The water oxidation reaction is the bottleneck problem of the artificial photosynthetic system. In this work, the mechanism of water oxidation catalyzed by a mononuclear copper complex in alkaline conditions was studied by density functional calculations. Firstly, a water molecule coordinating with the copper center of the complex (Cu^II, 1) generates Cu^II–H₂O (2). 2 undergoes two proton-coupled electron transfer processes to produce intermediate (4). The oxidation process occurs mainly on the ligand moiety, and 4 (˙L–Cu^II–O˙) can be described as a Cu^II center interacting with a ligand radical antiferromagnetically and an oxyl radical ferromagnetically. 4 is the active species that can trigger O–O bond formation via the water nucleophilic attack mechanism. This process occurs in a step-wise manner. The attacking water transfers one of the protons to the HPO₄²⁻ coupled with an electron transfer to the ligand radical, which generates a transient OH˙ interacting with the oxyl radical and H₂PO₄⁻. Then the O–O bond is formed through the direct coupling of the oxo radical and the OH radical.

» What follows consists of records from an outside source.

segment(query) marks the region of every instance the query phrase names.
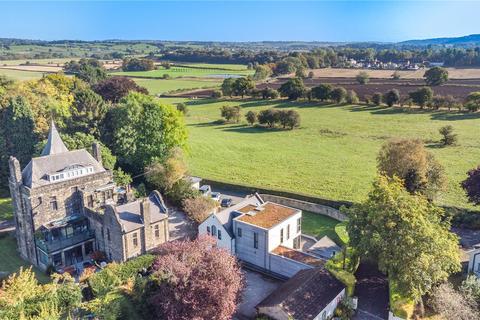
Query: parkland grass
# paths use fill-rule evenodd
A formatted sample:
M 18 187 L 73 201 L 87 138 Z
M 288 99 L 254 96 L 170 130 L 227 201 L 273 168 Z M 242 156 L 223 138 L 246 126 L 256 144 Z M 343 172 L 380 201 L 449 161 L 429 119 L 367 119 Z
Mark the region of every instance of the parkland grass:
M 43 72 L 35 72 L 35 71 L 24 71 L 24 70 L 11 70 L 11 69 L 1 69 L 0 68 L 0 75 L 6 76 L 12 80 L 32 80 L 32 79 L 40 79 L 43 77 Z
M 168 102 L 168 99 L 164 99 Z M 177 101 L 177 100 L 176 100 Z M 178 102 L 178 101 L 177 101 Z M 392 138 L 420 138 L 445 168 L 448 187 L 436 202 L 467 203 L 460 182 L 480 163 L 479 113 L 279 101 L 189 101 L 191 173 L 230 183 L 285 190 L 333 200 L 366 198 L 377 174 L 376 157 Z M 240 105 L 242 114 L 270 107 L 301 115 L 295 130 L 223 124 L 219 108 Z M 452 125 L 458 144 L 442 148 L 439 128 Z
M 11 219 L 13 219 L 12 199 L 0 198 L 0 221 Z
M 253 70 L 247 69 L 229 69 L 229 65 L 225 65 L 225 68 L 215 69 L 210 67 L 210 65 L 204 65 L 205 67 L 195 67 L 190 68 L 188 66 L 181 67 L 171 67 L 170 69 L 165 69 L 164 67 L 158 67 L 156 70 L 151 71 L 121 71 L 121 72 L 112 72 L 112 75 L 118 76 L 130 76 L 130 77 L 140 77 L 140 78 L 162 78 L 165 74 L 169 75 L 171 78 L 179 77 L 216 77 L 222 79 L 228 75 L 236 76 L 247 76 L 252 75 Z M 209 67 L 206 67 L 209 66 Z M 218 66 L 218 65 L 217 65 Z
M 338 245 L 342 245 L 345 238 L 342 239 L 343 234 L 337 234 L 337 225 L 343 225 L 343 223 L 321 214 L 316 214 L 309 211 L 302 212 L 302 232 L 304 234 L 314 236 L 318 240 L 324 236 L 328 236 Z M 341 229 L 339 229 L 339 231 L 340 230 Z

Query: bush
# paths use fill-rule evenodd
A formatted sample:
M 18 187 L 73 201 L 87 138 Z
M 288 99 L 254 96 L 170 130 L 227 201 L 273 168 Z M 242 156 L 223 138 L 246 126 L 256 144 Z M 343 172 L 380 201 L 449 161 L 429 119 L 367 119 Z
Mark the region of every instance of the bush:
M 335 309 L 335 317 L 339 318 L 340 320 L 350 320 L 353 317 L 355 310 L 353 309 L 353 301 L 351 298 L 345 298 L 337 306 Z
M 370 81 L 370 76 L 365 71 L 360 71 L 355 79 L 359 84 L 367 84 Z
M 126 58 L 122 64 L 123 71 L 149 71 L 155 69 L 155 64 L 150 59 Z
M 449 125 L 441 127 L 438 132 L 440 132 L 442 135 L 442 139 L 440 141 L 442 142 L 443 146 L 451 146 L 457 142 L 457 135 L 453 133 L 452 126 Z
M 267 110 L 262 110 L 258 114 L 258 122 L 260 124 L 266 124 L 270 128 L 275 127 L 275 123 L 277 123 L 279 120 L 279 114 L 277 109 L 267 109 Z
M 413 103 L 423 108 L 432 101 L 433 91 L 429 87 L 423 87 L 413 92 L 409 92 L 408 95 Z
M 278 121 L 284 129 L 288 127 L 292 130 L 300 126 L 300 114 L 295 110 L 280 110 L 278 112 Z
M 169 75 L 168 73 L 164 73 L 164 74 L 162 75 L 162 79 L 168 80 L 168 79 L 170 79 L 170 75 Z
M 168 200 L 176 206 L 180 206 L 184 199 L 193 198 L 198 194 L 199 192 L 194 190 L 190 182 L 185 179 L 178 180 L 165 192 L 165 196 Z
M 360 100 L 358 99 L 357 93 L 353 90 L 348 91 L 347 93 L 347 103 L 357 104 Z
M 188 107 L 185 103 L 178 103 L 177 110 L 183 113 L 184 115 L 188 114 Z
M 347 90 L 343 87 L 337 87 L 332 90 L 330 93 L 330 98 L 335 101 L 337 104 L 342 103 L 345 101 L 345 98 L 347 97 Z
M 383 100 L 389 107 L 393 107 L 393 105 L 400 102 L 400 92 L 397 89 L 389 90 L 383 96 Z
M 380 92 L 375 92 L 372 96 L 372 102 L 376 105 L 379 106 L 382 104 L 382 94 Z
M 330 100 L 331 99 L 330 95 L 332 93 L 332 90 L 333 90 L 332 85 L 328 83 L 320 84 L 312 88 L 312 97 L 320 101 Z
M 238 122 L 240 121 L 240 106 L 223 106 L 220 108 L 220 114 L 227 122 Z
M 277 90 L 272 88 L 265 88 L 261 91 L 262 99 L 278 99 L 280 94 Z
M 203 195 L 187 198 L 182 201 L 182 208 L 187 216 L 196 223 L 202 223 L 213 213 L 216 202 Z
M 223 96 L 223 93 L 222 93 L 222 91 L 220 91 L 220 90 L 214 90 L 214 91 L 212 92 L 212 98 L 214 98 L 214 99 L 219 99 L 219 98 L 221 98 L 222 96 Z
M 247 120 L 248 124 L 253 126 L 255 122 L 257 122 L 257 113 L 255 111 L 248 111 L 245 115 L 245 119 Z

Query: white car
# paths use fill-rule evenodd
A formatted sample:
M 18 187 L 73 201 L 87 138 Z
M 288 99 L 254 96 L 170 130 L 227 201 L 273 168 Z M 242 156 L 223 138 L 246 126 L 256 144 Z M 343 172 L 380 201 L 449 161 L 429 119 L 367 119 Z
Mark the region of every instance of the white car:
M 220 202 L 220 196 L 221 196 L 221 193 L 220 192 L 212 192 L 211 193 L 211 197 L 213 200 L 217 201 L 217 202 Z

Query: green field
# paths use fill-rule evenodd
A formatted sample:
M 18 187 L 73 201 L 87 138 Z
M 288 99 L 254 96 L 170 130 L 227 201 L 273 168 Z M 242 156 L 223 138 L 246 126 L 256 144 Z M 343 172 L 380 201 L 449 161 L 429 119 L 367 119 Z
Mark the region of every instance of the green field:
M 147 88 L 153 95 L 166 93 L 174 90 L 213 88 L 220 86 L 220 81 L 211 80 L 187 80 L 187 79 L 133 79 L 138 85 Z
M 0 69 L 0 75 L 4 75 L 12 80 L 31 80 L 43 77 L 43 72 Z
M 168 102 L 168 99 L 163 99 Z M 175 100 L 178 102 L 178 100 Z M 480 163 L 480 114 L 403 110 L 376 106 L 336 106 L 287 101 L 189 102 L 191 172 L 204 178 L 361 201 L 376 175 L 376 156 L 390 138 L 421 138 L 445 167 L 448 189 L 437 203 L 472 208 L 460 187 L 467 170 Z M 267 130 L 221 124 L 219 108 L 294 108 L 301 127 Z M 452 125 L 458 145 L 440 148 L 438 129 Z
M 23 261 L 18 255 L 15 238 L 10 235 L 0 234 L 0 275 L 2 273 L 11 274 L 20 270 L 20 267 L 28 268 L 31 265 Z M 38 281 L 46 283 L 50 278 L 42 271 L 34 268 Z
M 190 77 L 190 78 L 207 78 L 207 77 L 218 77 L 222 80 L 223 75 L 240 75 L 247 76 L 252 75 L 252 70 L 247 69 L 212 69 L 210 65 L 202 64 L 205 66 L 205 69 L 200 68 L 187 68 L 187 67 L 171 67 L 170 69 L 165 69 L 164 67 L 158 67 L 157 70 L 152 71 L 129 71 L 129 72 L 112 72 L 112 75 L 118 76 L 131 76 L 131 77 L 153 77 L 153 78 L 162 78 L 164 74 L 168 74 L 171 78 L 179 77 Z M 209 66 L 208 68 L 206 66 Z M 231 68 L 230 65 L 213 65 L 220 68 L 220 66 L 225 66 L 222 68 Z

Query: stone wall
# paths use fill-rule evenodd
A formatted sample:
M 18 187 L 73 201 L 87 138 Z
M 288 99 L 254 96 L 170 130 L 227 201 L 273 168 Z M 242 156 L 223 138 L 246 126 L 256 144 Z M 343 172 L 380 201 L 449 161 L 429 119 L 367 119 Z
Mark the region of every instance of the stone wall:
M 307 201 L 302 201 L 297 199 L 274 196 L 271 194 L 261 194 L 260 196 L 265 201 L 278 203 L 284 206 L 297 208 L 304 211 L 310 211 L 313 213 L 328 216 L 330 218 L 333 218 L 339 221 L 347 220 L 347 217 L 344 214 L 342 214 L 339 210 L 331 207 L 327 207 L 318 203 L 312 203 L 312 202 L 307 202 Z
M 282 276 L 285 276 L 288 278 L 293 277 L 300 270 L 312 268 L 307 264 L 304 264 L 289 258 L 285 258 L 274 253 L 269 254 L 269 264 L 270 264 L 270 268 L 269 268 L 270 271 L 277 274 L 281 274 Z

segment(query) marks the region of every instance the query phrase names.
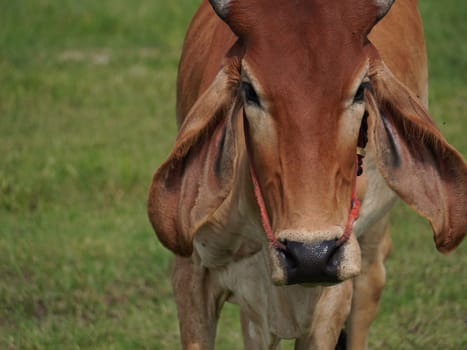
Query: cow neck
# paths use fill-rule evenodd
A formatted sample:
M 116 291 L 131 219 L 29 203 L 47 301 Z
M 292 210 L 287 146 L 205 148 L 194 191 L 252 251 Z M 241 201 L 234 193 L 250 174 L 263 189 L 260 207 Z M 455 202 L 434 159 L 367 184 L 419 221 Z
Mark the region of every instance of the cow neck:
M 355 157 L 355 168 L 356 174 L 352 180 L 352 197 L 350 201 L 350 210 L 349 215 L 347 217 L 347 221 L 344 228 L 344 233 L 341 237 L 336 240 L 336 246 L 340 246 L 344 244 L 352 235 L 353 224 L 355 220 L 357 220 L 359 211 L 360 211 L 360 201 L 357 198 L 357 177 L 363 173 L 363 158 L 365 157 L 366 151 L 365 146 L 368 142 L 367 138 L 367 118 L 368 115 L 365 112 L 363 116 L 362 126 L 360 127 L 360 132 L 358 135 L 358 143 L 357 143 L 357 156 Z M 266 204 L 264 202 L 263 193 L 261 191 L 261 186 L 258 181 L 258 175 L 256 173 L 254 161 L 253 161 L 253 152 L 251 148 L 250 142 L 250 132 L 249 132 L 249 124 L 248 120 L 243 113 L 243 130 L 244 130 L 244 137 L 245 137 L 245 146 L 246 146 L 246 153 L 248 157 L 248 167 L 250 172 L 251 181 L 253 183 L 253 191 L 255 194 L 256 204 L 258 205 L 258 209 L 261 216 L 261 226 L 263 227 L 264 233 L 266 234 L 266 238 L 268 242 L 276 249 L 286 250 L 286 247 L 276 238 L 271 226 L 271 220 L 269 219 L 268 211 L 266 209 Z

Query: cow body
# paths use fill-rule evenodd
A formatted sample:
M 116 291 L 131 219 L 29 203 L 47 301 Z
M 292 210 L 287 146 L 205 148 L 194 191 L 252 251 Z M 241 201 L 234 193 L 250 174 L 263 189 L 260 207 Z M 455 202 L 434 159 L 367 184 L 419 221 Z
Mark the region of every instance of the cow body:
M 222 14 L 222 12 L 221 15 L 218 13 L 221 17 Z M 216 96 L 221 96 L 222 90 L 212 86 L 216 79 L 220 79 L 219 69 L 226 57 L 235 57 L 237 51 L 242 50 L 236 48 L 238 35 L 234 34 L 229 25 L 218 15 L 208 1 L 202 2 L 188 30 L 179 67 L 177 122 L 181 127 L 180 134 L 184 136 L 178 141 L 181 146 L 173 152 L 172 158 L 169 158 L 170 168 L 178 169 L 179 159 L 185 157 L 180 157 L 180 153 L 199 154 L 199 156 L 196 160 L 183 158 L 180 170 L 164 173 L 163 181 L 160 180 L 162 176 L 156 174 L 154 180 L 156 185 L 152 187 L 149 202 L 150 217 L 161 240 L 179 254 L 175 258 L 172 281 L 182 344 L 185 349 L 192 350 L 213 348 L 217 319 L 223 303 L 228 301 L 239 305 L 246 349 L 275 349 L 280 339 L 291 338 L 297 339 L 297 349 L 334 349 L 344 327 L 348 332 L 347 348 L 364 349 L 368 328 L 375 316 L 385 281 L 383 263 L 391 245 L 388 235 L 389 211 L 397 195 L 405 200 L 405 194 L 401 195 L 397 184 L 394 185 L 391 179 L 388 180 L 385 171 L 381 170 L 387 166 L 386 161 L 380 160 L 384 150 L 377 147 L 377 136 L 374 136 L 377 135 L 377 131 L 375 131 L 375 134 L 369 135 L 364 173 L 358 177 L 356 184 L 357 195 L 362 203 L 360 215 L 353 225 L 354 235 L 346 248 L 348 252 L 342 253 L 343 256 L 347 254 L 352 257 L 348 258 L 349 265 L 353 264 L 352 259 L 356 256 L 354 260 L 358 260 L 360 273 L 349 272 L 347 277 L 341 278 L 343 280 L 341 283 L 333 285 L 327 283 L 322 285 L 314 281 L 310 281 L 311 284 L 281 285 L 288 283 L 284 282 L 286 280 L 283 272 L 277 272 L 274 263 L 270 263 L 271 259 L 274 261 L 278 258 L 274 253 L 271 255 L 271 243 L 265 240 L 263 227 L 258 219 L 260 214 L 248 172 L 249 155 L 244 146 L 245 135 L 241 132 L 244 119 L 237 117 L 223 120 L 221 117 L 215 117 L 213 120 L 216 120 L 216 126 L 212 128 L 211 124 L 199 127 L 198 124 L 201 122 L 195 118 L 185 120 L 193 110 L 204 108 L 200 105 L 200 100 L 205 98 L 203 96 L 206 94 L 212 93 L 212 103 L 216 103 L 215 99 L 220 98 Z M 279 37 L 277 39 L 281 40 Z M 396 2 L 388 15 L 373 28 L 369 39 L 394 76 L 411 91 L 413 96 L 416 96 L 420 106 L 426 106 L 427 65 L 416 1 Z M 265 50 L 267 49 L 266 47 Z M 293 54 L 290 53 L 291 56 Z M 274 61 L 274 58 L 271 57 L 271 61 Z M 278 71 L 276 74 L 280 76 L 281 72 Z M 329 79 L 332 79 L 332 76 Z M 231 83 L 234 84 L 235 81 Z M 375 85 L 378 86 L 376 83 Z M 222 113 L 229 115 L 236 113 L 241 115 L 239 110 L 241 108 L 237 110 L 235 103 L 229 108 L 221 109 Z M 203 109 L 201 114 L 203 113 L 213 112 Z M 216 110 L 213 114 L 219 113 Z M 431 120 L 427 123 L 432 124 Z M 266 129 L 267 127 L 269 126 L 267 125 Z M 316 128 L 318 127 L 317 125 Z M 377 128 L 377 122 L 374 119 L 370 121 L 370 129 Z M 190 133 L 194 133 L 192 130 L 198 132 L 200 129 L 204 130 L 201 134 L 210 135 L 208 142 L 216 146 L 200 144 L 198 140 L 202 136 L 191 136 Z M 261 133 L 261 129 L 255 132 Z M 269 136 L 264 138 L 267 139 Z M 186 144 L 189 146 L 185 146 Z M 227 147 L 225 145 L 229 147 L 227 151 L 224 149 Z M 189 151 L 186 151 L 188 148 Z M 230 148 L 234 151 L 230 151 Z M 223 156 L 219 156 L 220 153 Z M 461 157 L 457 155 L 455 157 L 460 164 L 461 177 L 465 179 L 465 162 Z M 381 165 L 382 163 L 384 164 Z M 262 166 L 263 163 L 260 165 Z M 212 169 L 214 175 L 209 175 Z M 185 173 L 190 173 L 192 176 L 195 174 L 195 178 L 186 185 L 172 184 L 173 178 L 182 178 Z M 224 180 L 226 176 L 218 175 L 224 173 L 229 174 L 228 179 L 233 179 L 227 185 L 223 183 L 223 181 L 227 183 L 227 180 Z M 207 180 L 203 180 L 205 175 Z M 201 180 L 198 180 L 197 176 Z M 267 179 L 267 176 L 263 175 L 262 179 Z M 164 183 L 163 190 L 160 190 L 161 185 L 157 185 L 161 182 Z M 265 182 L 271 183 L 271 188 L 277 186 L 272 181 Z M 214 191 L 209 191 L 208 196 L 199 195 L 205 188 L 213 188 Z M 224 190 L 224 188 L 228 189 Z M 465 192 L 465 184 L 462 184 L 462 188 Z M 170 196 L 174 193 L 178 195 L 179 192 L 181 199 L 177 197 L 172 200 L 173 197 Z M 286 197 L 286 194 L 281 196 Z M 195 199 L 190 202 L 189 198 Z M 183 200 L 186 200 L 187 206 L 190 207 L 188 216 L 184 218 L 183 215 L 178 214 L 179 216 L 175 216 L 174 220 L 171 219 L 172 214 L 167 213 L 180 212 Z M 298 197 L 296 200 L 301 201 Z M 161 210 L 162 201 L 165 201 L 164 203 L 172 201 L 171 203 L 175 204 Z M 410 200 L 406 201 L 412 204 Z M 343 207 L 346 208 L 347 199 L 344 202 Z M 283 207 L 289 208 L 288 211 L 295 210 L 285 200 L 284 203 Z M 275 205 L 275 201 L 270 200 L 268 211 L 280 213 L 282 209 L 275 208 Z M 417 203 L 413 206 L 417 210 L 420 207 Z M 314 232 L 315 237 L 322 235 L 323 239 L 328 239 L 327 229 L 323 229 L 322 225 L 313 226 L 316 217 L 327 214 L 325 212 L 321 214 L 319 203 L 318 206 L 316 202 L 310 204 L 309 208 L 311 210 L 307 216 L 311 221 L 306 221 L 308 219 L 303 219 L 299 214 L 296 216 L 297 221 L 303 222 L 303 226 L 307 227 L 303 232 L 299 228 L 294 228 L 289 234 L 288 226 L 276 219 L 280 215 L 273 215 L 272 225 L 280 227 L 280 230 L 276 230 L 279 232 L 278 237 L 284 240 L 293 238 L 298 241 L 300 237 L 309 236 L 309 232 Z M 423 210 L 419 211 L 424 214 Z M 345 217 L 345 212 L 341 216 Z M 315 221 L 313 221 L 314 217 Z M 338 218 L 336 216 L 332 220 Z M 290 224 L 291 220 L 287 219 L 287 225 L 293 225 Z M 465 219 L 463 220 L 465 224 Z M 161 221 L 167 223 L 162 225 Z M 184 245 L 183 239 L 179 236 L 173 238 L 161 233 L 163 231 L 170 233 L 172 227 L 175 227 L 173 230 L 183 232 L 182 236 L 184 234 L 189 236 L 189 244 Z M 462 237 L 464 234 L 465 231 Z M 307 239 L 305 238 L 305 242 L 309 244 Z M 345 261 L 345 257 L 343 259 Z M 345 274 L 345 268 L 343 271 L 340 273 Z M 353 278 L 347 279 L 350 277 Z M 275 285 L 273 280 L 279 281 L 276 283 L 279 285 Z

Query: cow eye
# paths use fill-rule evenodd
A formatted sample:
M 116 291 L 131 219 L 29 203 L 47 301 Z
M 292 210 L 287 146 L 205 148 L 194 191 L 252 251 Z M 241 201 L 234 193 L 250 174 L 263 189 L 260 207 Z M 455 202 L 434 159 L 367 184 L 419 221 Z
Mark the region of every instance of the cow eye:
M 361 103 L 365 99 L 365 90 L 370 87 L 370 83 L 365 81 L 360 84 L 353 98 L 354 103 Z
M 256 93 L 251 83 L 243 81 L 241 84 L 241 89 L 243 91 L 243 96 L 245 97 L 246 103 L 260 106 L 258 94 Z

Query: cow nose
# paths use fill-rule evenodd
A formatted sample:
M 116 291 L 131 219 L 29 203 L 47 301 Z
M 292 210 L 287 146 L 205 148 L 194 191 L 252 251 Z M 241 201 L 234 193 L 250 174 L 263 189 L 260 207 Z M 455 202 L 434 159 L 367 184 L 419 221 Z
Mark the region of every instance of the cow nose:
M 296 242 L 283 240 L 285 249 L 278 250 L 278 258 L 285 268 L 287 284 L 338 283 L 340 247 L 336 240 Z

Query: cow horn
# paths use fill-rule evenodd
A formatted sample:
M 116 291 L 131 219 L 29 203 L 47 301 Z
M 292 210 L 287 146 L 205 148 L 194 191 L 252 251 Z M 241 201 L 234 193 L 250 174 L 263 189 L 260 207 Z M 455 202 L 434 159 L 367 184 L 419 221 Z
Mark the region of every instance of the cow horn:
M 373 2 L 379 9 L 378 20 L 380 20 L 386 15 L 386 13 L 388 13 L 394 3 L 394 0 L 373 0 Z
M 228 6 L 230 4 L 230 0 L 209 0 L 211 3 L 212 8 L 217 13 L 217 15 L 225 20 L 227 18 Z

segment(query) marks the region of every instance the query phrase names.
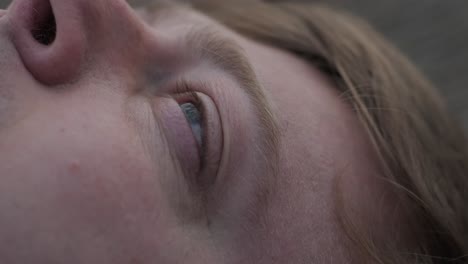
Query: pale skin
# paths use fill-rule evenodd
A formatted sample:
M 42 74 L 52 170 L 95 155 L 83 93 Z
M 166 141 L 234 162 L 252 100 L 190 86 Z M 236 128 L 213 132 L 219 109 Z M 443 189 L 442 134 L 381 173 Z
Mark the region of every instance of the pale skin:
M 398 221 L 375 217 L 395 209 L 375 153 L 312 65 L 188 8 L 117 0 L 52 0 L 44 46 L 26 21 L 44 2 L 0 11 L 1 263 L 360 263 L 338 189 L 374 233 Z M 204 30 L 251 65 L 277 146 L 249 88 L 184 46 Z M 181 79 L 205 108 L 205 165 Z

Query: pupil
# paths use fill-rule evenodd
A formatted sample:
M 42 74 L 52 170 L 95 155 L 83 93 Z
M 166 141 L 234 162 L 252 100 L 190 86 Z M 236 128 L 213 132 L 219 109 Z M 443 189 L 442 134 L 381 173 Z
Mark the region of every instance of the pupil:
M 187 121 L 192 123 L 200 123 L 200 112 L 192 103 L 185 103 L 180 106 L 184 111 L 185 116 L 187 117 Z

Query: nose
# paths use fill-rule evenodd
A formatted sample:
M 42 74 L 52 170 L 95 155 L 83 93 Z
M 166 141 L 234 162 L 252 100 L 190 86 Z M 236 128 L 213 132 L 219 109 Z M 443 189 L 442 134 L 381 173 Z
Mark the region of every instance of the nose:
M 115 48 L 113 36 L 131 37 L 121 30 L 130 13 L 123 0 L 15 0 L 8 9 L 11 38 L 23 64 L 50 86 L 77 78 L 91 47 L 102 46 L 102 39 L 110 38 Z M 119 29 L 110 25 L 115 17 Z

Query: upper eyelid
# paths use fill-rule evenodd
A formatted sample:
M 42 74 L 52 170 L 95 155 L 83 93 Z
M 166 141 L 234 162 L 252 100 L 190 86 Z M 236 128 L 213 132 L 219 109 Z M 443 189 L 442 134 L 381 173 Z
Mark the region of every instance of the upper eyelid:
M 265 139 L 263 152 L 272 153 L 277 158 L 280 139 L 278 122 L 242 48 L 233 39 L 208 27 L 193 28 L 184 41 L 185 48 L 190 49 L 191 53 L 197 54 L 201 60 L 211 61 L 234 77 L 256 109 Z

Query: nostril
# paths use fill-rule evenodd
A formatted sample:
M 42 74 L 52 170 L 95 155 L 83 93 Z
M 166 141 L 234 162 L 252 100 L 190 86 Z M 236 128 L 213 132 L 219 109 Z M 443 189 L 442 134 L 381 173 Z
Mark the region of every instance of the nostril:
M 33 38 L 43 45 L 52 44 L 57 35 L 57 24 L 50 2 L 44 1 L 42 5 L 33 7 L 31 20 L 30 32 Z
M 9 33 L 24 66 L 37 81 L 54 86 L 72 81 L 79 74 L 87 47 L 82 5 L 92 2 L 12 2 Z

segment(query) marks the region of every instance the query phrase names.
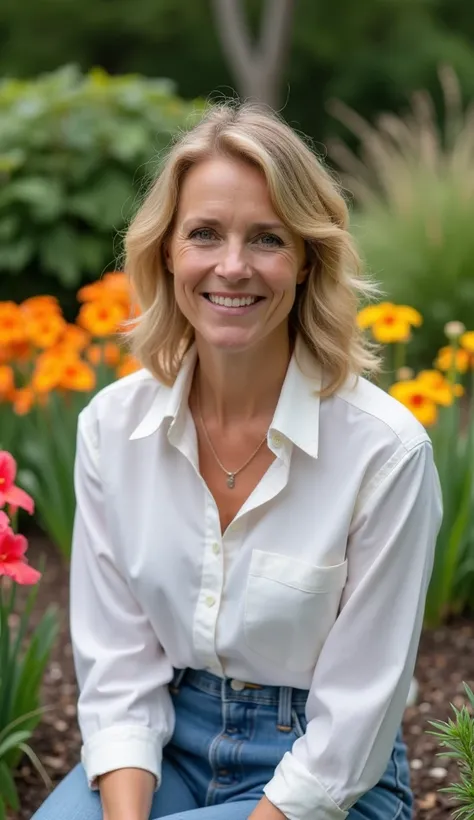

The triplet di-oxygen could be released after two oxidation processes. According to the Gibbs free energy diagram, the O–O bond formation was suggested to be the rate-limiting step with a calculated total barrier of 19.5 kcal mol⁻¹. More importantly, the copper complex catalyzing water oxidation with the help of a redox non-innocent ligand and HPO₄²⁻ was emphasized.